Сандосу предписали явиться в Университет Джона Кэрролла[7], находящийся рядом с Кливлендом в США, но не для того, чтобы получить пост профессора лингвистики, а для того, чтобы поработать с экспертом в области искусственного интеллекта, способным запрограммировать и оцифровать используемую им методику овладения языками в полевых условиях, чтобы будущие миссионеры могли использовать накопленный им опыт – во славу Божию.
– Прости, Тахад, это слишком сложно объяснить, – вздохнул Сандос, делая первый шаг на пути в Кливленд, чтобы послужить интеллектуальной пищей для стервятника от ИИ, ad majorem Dei gloriam. – Просто этот запрос является объяснением затянувшейся на три года шутки.
ПО ПРОШЕСТВИИ ТРИДЦАТИ, может, двадцати, но никак не меньше десяти лет, изможденный и неподвижный, лежа с открытыми глазами в полной темноте после захода всех трех солнц Ракхата, не ощущая более кровопотери и новых позывов рвоты, заново потрясенный вернувшейся способностью мыслить, Эмилио Сандос вдруг ощутил, что тот жаркий день в Судане, возможно, был всего лишь преамбулой к шутке, растянувшейся на всю его жизнь.
Учитывая все обстоятельства, эту мысль следовало назвать странной.
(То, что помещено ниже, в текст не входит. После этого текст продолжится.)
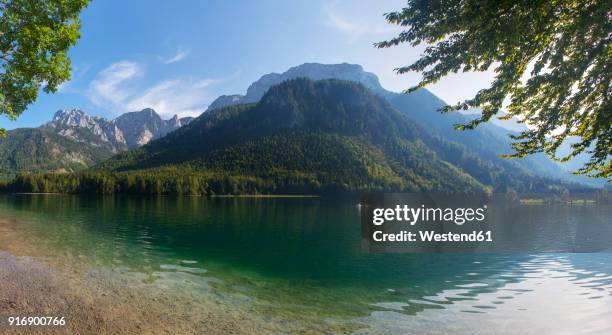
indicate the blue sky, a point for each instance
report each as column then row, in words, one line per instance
column 177, row 57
Он понимал это даже тогда. Однако, обдумывая ее, он с немыслимой ясностью ощутил, что, совершая свое путешествие в качестве иезуита, он не только стал первым землянином, ступившим на поверхность Ракхата, не только изучил некоторые области крупнейшего континента этой планеты, не только выучил два местных языка и полюбил нескольких ее жителей. Он также обнаружил внешний предел своей веры и, совершая свой путь, обнаружил границу отчаяния. В этот миг он подлинно научился страху Господню.